Why? Well, the political spin will tell you that it will 'speed up decision making' and make the council 'more accountable'. The first may be true, albeit no guide to speed of implementation, let alone to the quality of the decisions.

The second is a truly Orwellian distortion: an 'Executive' councillor is, like any other, accountable only to electors of one ward, yet has powers to make decisions across the whole of the council's area. That implies less, not more, accountability than the present system, which ensures that decisions are made by committees to which all affected ward councillors have access.

The 'Executive Model' is designed for councils with decisive overall party political control; it is modelled along parliamentary lines inappropriate to small rural councils.
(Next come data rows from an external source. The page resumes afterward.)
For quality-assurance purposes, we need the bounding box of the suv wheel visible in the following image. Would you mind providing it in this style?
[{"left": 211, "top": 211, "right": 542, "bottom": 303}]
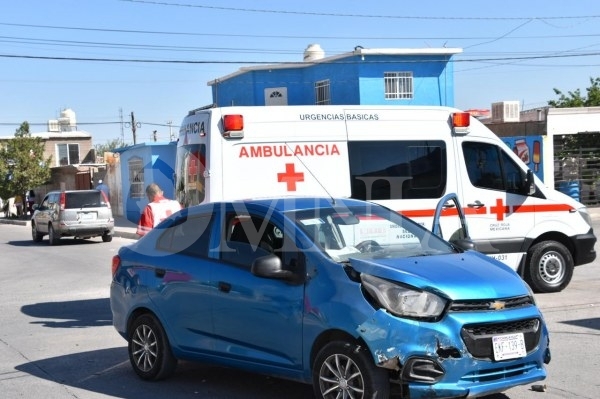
[
  {"left": 127, "top": 314, "right": 177, "bottom": 381},
  {"left": 48, "top": 225, "right": 60, "bottom": 245},
  {"left": 31, "top": 222, "right": 44, "bottom": 242}
]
In practice, the Executive is wholly drawn from the single majority party and the rest of the councillors become little more than lobby-fodder. All but a handful of high-level decisions (eg budget-setting) are delegated to a single Executive councillor.

Whilst it is theoretically possible to 'call in' decisions, the process is so difficult and the timescales so short that very few call-ins are made – and even fewer are successful in overturning or amending an executive decision.

Your readers will recall a recent controversy over an executive decision by Devon County Council to install parking meters. There was no prior notice of the intention and the kit was bought and paid for before any public announcement was made. That is the way Executive councils work. I do not think it is right and I do not want to see WDBC's councillors emasculated in this way.

WDBC has always benefited from a large body of Independent councillors, free from political party whips, who have ensured that all councillors had equal access to the whole of the decision-making process – not just a token role of nodding through decisions already made by a few 'senior' members, all appointed by a single political group. Decisions may take longer when made this way, but they are usually better decisions.

Finally — and this is perhaps the greatest danger of all — this is a one-way process. Once a council has volunteered to adopt the Executive Model, there is no way to opt out of it.

Regardless of the ghastly consequences, we shall be stuck with an Executive Borough Council, in which a member elected (say) in Northlew or Bere Ferrers, makes binding decisions for (say) Tavistock or Okehampton, which the electors of Tavistock/Okehampton have, de facto, no way of reversing.